Joakim Olbers is a cardiologist and has recently presented a thesis on blood pressure in atrial fibrillation, in which the rhythm of the heart becomes irregular.

Text: Annika Lund, first published in Swedish in the magazine Medicinsk Vetenskap no 1/2021.

What’s special about high blood pressure in atrial fibrillation?

Portrait photo of Joakim Olbers.
Joakim Olbers. Photo: Andy Liffner

“High blood pressure is the most common risk factor for developing atrial fibrillation. But we also believe that the atrial fibrillation, which makes the rhythm irregular, itself affects blood pressure. What that means for patients – how it affects their risk of other, serious cardiovascular disease – hasn’t been studied. The truth is we don’t really know.”

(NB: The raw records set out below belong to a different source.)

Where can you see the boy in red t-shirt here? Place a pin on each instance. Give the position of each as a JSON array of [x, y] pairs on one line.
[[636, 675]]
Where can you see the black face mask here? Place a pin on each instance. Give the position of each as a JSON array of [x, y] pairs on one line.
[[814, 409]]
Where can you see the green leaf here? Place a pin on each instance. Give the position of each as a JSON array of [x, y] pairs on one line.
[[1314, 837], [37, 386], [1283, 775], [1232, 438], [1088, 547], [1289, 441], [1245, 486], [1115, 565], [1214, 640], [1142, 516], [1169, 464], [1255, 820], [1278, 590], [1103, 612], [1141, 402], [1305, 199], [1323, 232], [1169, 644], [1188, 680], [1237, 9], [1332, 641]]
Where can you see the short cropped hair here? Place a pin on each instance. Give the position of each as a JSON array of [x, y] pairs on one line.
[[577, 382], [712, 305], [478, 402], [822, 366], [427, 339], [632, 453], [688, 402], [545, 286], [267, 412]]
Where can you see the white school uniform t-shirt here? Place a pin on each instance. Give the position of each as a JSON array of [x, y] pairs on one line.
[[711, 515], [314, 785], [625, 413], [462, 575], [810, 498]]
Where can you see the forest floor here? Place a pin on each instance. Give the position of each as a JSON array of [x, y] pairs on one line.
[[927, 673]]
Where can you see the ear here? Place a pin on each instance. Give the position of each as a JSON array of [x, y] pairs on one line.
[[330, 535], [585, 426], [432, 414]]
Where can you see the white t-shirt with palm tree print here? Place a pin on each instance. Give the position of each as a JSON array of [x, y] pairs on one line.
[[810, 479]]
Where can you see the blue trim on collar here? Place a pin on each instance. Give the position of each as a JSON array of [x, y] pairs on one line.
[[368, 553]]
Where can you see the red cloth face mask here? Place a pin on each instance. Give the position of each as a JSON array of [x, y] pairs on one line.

What's your dissertation about?

“We’ve looked at how atrial fibrillation affects blood pressure. We’ve quantified how much blood pressure varies from beat to beat in people with atrial fibrillation compared to people who have what is called a sinus rhythm, that is to say, a heart rate without rhythm disturbances. We saw that there was much greater blood pressure variation in people with atrial fibrillation. The overpressure had about twice the variability, and the underpressure had six times the variation from beat to beat, compared to the usual sinus rhythm.

What does that mean?

“We don’t know. One can speculate that it could be harmful for the vessels to endure such varying pressures, but we don’t know if that’s true. However, it is already clinically known that it’s more difficult to obtain a correct blood pressure measurement in people with atrial fibrillation. To reduce the measurement error, it is recommended to measure blood pressure three times in succession and calculate an average.

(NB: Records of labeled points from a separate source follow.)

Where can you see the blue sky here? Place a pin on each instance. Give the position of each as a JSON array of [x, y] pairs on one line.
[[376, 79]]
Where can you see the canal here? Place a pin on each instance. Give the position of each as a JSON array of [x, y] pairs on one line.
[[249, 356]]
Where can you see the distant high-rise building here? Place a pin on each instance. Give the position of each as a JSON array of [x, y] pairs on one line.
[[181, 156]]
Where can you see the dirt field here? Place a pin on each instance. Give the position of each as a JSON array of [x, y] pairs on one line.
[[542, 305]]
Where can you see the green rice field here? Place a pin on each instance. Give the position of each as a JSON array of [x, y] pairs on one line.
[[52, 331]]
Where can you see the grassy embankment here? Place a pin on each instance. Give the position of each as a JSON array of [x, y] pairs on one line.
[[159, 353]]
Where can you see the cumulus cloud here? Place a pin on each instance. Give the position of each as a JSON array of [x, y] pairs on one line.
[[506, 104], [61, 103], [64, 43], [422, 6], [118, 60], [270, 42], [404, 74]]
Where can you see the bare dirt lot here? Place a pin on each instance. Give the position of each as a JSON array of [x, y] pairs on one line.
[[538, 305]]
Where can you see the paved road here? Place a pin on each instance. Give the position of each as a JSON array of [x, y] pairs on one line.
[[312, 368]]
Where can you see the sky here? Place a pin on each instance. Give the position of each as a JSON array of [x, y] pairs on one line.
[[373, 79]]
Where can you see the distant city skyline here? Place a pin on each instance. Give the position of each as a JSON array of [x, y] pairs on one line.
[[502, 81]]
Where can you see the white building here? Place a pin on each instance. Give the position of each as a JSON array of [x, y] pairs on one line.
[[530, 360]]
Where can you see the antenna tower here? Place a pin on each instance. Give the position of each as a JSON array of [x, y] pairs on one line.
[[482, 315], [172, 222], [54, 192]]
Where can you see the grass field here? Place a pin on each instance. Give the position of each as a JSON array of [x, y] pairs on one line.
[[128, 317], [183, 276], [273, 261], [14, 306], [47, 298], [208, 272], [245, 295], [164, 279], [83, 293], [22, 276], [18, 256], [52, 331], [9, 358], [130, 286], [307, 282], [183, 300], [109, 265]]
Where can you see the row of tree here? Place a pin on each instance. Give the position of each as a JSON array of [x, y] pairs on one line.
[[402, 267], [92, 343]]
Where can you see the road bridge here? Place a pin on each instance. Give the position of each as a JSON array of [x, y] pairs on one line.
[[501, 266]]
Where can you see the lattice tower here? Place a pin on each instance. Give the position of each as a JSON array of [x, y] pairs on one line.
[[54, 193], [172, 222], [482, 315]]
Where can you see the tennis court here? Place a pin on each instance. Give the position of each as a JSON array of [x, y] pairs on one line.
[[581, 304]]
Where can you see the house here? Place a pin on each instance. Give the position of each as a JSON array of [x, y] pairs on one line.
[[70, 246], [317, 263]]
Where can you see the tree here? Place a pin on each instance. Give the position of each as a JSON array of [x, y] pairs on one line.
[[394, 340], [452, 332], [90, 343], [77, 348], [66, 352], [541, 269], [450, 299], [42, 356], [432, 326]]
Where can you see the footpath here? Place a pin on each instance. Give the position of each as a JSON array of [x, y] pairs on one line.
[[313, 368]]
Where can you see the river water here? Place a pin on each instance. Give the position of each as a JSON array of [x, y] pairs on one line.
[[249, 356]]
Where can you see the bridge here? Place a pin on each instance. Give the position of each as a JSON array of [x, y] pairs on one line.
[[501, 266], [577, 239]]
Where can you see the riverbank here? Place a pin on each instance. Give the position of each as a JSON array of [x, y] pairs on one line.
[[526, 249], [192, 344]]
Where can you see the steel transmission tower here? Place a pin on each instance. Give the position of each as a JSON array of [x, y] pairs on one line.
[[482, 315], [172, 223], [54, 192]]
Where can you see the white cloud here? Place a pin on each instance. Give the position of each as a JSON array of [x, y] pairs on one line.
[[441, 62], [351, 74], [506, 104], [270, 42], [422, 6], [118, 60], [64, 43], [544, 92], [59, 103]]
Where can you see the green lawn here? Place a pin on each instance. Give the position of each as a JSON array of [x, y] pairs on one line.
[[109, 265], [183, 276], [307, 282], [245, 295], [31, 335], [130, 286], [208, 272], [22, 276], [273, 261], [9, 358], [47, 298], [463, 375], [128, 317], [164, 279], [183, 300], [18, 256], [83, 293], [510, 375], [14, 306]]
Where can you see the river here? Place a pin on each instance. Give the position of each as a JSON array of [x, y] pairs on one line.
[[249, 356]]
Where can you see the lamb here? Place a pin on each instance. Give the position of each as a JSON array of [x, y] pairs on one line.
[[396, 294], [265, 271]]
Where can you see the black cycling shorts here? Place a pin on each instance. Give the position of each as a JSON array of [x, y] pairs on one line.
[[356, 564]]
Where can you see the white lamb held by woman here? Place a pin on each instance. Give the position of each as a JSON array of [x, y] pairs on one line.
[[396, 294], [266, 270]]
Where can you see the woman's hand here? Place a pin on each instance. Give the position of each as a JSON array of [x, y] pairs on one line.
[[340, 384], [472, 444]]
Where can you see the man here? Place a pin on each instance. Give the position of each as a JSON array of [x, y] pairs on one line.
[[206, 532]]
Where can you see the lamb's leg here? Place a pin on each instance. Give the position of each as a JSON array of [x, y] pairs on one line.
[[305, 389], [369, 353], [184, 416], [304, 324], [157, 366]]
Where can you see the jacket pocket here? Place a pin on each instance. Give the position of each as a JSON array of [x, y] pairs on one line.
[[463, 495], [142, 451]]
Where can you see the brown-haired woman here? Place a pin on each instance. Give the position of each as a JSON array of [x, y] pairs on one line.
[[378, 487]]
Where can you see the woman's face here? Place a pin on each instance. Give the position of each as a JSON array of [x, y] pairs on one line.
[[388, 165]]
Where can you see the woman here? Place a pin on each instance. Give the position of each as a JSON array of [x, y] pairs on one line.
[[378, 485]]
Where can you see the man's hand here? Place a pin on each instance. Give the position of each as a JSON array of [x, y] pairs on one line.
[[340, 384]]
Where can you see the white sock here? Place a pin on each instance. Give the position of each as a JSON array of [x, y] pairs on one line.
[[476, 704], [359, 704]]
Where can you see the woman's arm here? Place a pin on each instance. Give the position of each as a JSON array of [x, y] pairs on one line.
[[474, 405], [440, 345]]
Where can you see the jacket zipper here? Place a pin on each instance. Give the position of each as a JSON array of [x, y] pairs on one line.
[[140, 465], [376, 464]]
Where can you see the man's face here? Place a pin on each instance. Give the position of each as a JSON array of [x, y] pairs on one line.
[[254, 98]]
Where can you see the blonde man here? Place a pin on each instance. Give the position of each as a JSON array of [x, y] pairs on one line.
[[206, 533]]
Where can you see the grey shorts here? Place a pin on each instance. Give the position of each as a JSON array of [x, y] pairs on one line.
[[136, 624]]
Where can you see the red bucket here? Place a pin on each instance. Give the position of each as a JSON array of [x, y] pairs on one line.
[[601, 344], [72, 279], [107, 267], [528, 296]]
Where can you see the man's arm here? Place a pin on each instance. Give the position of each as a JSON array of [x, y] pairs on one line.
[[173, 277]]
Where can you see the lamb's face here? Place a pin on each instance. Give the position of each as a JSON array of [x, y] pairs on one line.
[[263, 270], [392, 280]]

You say blood pressure seems to work differently in atrial fibrillation. What do you mean by that?

“You can restore the heart rhythm in people with atrial fibrillation through electrical cardioversion. We found that when normal heart rhythm is restored in people with atrial fibrillation, the over- and underpressures go in different directions. The overpressure becomes higher, but the underpressure becomes lower. The difference between over- and underpressure is called pulse pressure. So when people with atrial fibrillation regain regular heart rhythms, their pulse pressure – the gap between their upper and lower pressure – increases. Normally it’s considered good to have a lower pulse pressure. But when a person with atrial fibrillation returns to normal heart rhythm, their pulse pressure increases. This raises questions – what’s the cause, what does it mean for the patient’s risk of cardiovascular disease? We don’t currently know. But we know that pulse pressure is normally affected by things that develop very slowly, like stiffness in the vessels. The fact that the pulse pressure changes this quickly during electrical cardioversion thus suggests that the atrial fibrillation itself affects blood pressure. That’s one of the things I’m thinking about when I say that blood pressure seems to work differently in atrial fibrillation.”

How do you think research should move forward?

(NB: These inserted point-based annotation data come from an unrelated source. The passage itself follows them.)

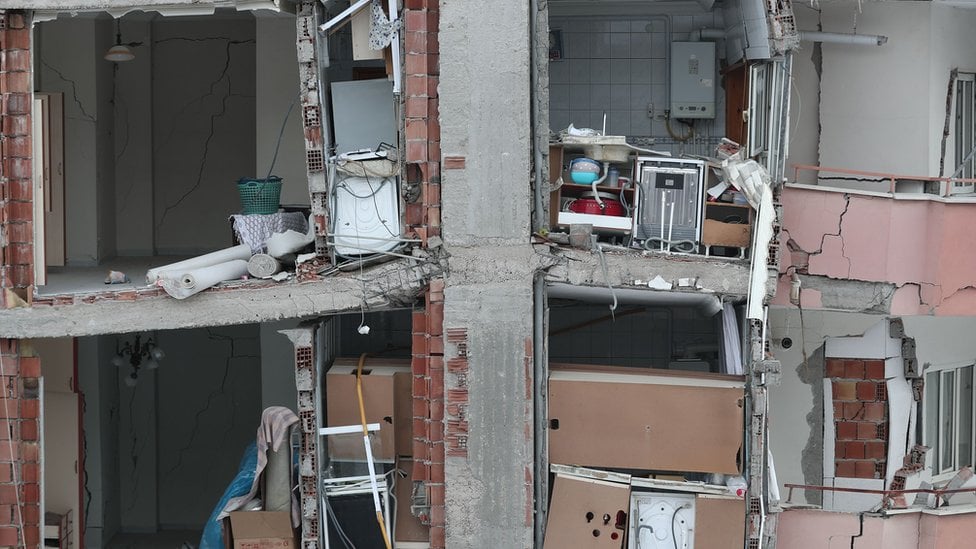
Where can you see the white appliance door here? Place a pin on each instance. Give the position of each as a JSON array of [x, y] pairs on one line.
[[366, 216]]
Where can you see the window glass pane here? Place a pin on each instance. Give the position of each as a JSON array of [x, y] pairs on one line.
[[946, 421], [932, 417], [965, 441]]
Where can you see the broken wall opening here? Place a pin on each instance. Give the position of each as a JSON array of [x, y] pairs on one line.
[[644, 386]]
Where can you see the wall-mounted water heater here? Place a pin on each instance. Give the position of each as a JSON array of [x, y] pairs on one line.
[[693, 80]]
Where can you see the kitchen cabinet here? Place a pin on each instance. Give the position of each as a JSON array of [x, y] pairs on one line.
[[727, 225]]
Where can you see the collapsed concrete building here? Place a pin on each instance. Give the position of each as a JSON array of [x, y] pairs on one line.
[[483, 204]]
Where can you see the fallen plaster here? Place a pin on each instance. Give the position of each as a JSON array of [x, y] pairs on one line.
[[389, 285], [624, 267]]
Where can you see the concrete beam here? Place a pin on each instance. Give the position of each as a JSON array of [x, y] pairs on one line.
[[393, 284]]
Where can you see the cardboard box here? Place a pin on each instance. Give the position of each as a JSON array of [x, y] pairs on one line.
[[646, 419], [735, 235], [387, 398], [259, 530], [587, 513]]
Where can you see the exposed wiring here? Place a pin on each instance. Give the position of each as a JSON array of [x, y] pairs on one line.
[[606, 275], [679, 138], [335, 522], [13, 468], [362, 417], [674, 535], [281, 134]]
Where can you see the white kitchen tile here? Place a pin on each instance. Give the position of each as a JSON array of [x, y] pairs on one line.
[[659, 95], [640, 45], [640, 71], [559, 72], [659, 71], [558, 119], [578, 44], [659, 45], [618, 123], [599, 71], [579, 71], [600, 96], [640, 124], [620, 71], [600, 45], [682, 23], [579, 96], [706, 21], [559, 96], [640, 96], [620, 96], [622, 25], [620, 45]]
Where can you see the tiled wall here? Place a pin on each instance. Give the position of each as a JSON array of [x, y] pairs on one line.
[[618, 66]]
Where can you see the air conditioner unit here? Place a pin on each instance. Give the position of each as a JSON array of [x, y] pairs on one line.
[[670, 212]]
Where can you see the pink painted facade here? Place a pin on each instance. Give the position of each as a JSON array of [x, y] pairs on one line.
[[924, 248], [814, 529]]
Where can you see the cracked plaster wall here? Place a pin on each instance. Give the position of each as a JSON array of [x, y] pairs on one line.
[[209, 408], [877, 108], [796, 404], [204, 128], [70, 61], [877, 254]]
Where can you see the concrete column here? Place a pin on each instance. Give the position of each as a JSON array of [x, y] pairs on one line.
[[485, 193]]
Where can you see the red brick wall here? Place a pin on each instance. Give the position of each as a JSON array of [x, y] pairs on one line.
[[422, 124], [427, 366], [860, 400], [16, 234], [19, 448]]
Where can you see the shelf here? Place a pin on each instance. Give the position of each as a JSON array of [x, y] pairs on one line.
[[599, 222]]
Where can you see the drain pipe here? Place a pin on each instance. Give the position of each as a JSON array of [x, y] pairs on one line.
[[806, 36], [843, 38], [538, 219]]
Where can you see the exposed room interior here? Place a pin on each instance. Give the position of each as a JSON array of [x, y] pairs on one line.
[[144, 151], [160, 439], [648, 99]]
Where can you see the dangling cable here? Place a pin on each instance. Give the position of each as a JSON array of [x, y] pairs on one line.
[[369, 452]]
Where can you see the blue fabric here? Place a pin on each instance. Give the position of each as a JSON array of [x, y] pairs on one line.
[[213, 537]]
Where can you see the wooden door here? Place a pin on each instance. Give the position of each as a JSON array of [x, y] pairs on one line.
[[736, 103]]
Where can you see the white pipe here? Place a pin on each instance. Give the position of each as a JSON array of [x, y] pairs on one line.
[[670, 226], [843, 38], [606, 171], [697, 35]]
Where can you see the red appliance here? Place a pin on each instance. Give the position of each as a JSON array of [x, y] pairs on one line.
[[586, 204]]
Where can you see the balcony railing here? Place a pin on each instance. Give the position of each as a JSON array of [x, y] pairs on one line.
[[941, 186]]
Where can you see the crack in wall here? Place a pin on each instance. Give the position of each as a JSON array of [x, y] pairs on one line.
[[211, 397], [74, 93], [224, 75]]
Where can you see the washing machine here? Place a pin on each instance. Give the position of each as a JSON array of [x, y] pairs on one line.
[[662, 520]]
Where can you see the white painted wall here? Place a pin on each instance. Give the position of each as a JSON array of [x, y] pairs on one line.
[[276, 88], [874, 107], [133, 141], [67, 59], [953, 47], [208, 410], [791, 402]]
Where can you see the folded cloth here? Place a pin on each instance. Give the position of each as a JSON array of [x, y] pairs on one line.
[[276, 422]]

“Hypertension is very common, but atrial fibrillation is also common. At least 100,000 Swedes have both conditions. It’s a major shortcoming in our knowledge that we don’t know more about how blood pressure works in people with atrial fibrillation. Nor do we know how people with both conditions should best be treated. We need knowledge about whether we should aim for the same blood pressure target for people who have atrial fibrillation or whether they should have other goals than people with regular heart rhythms.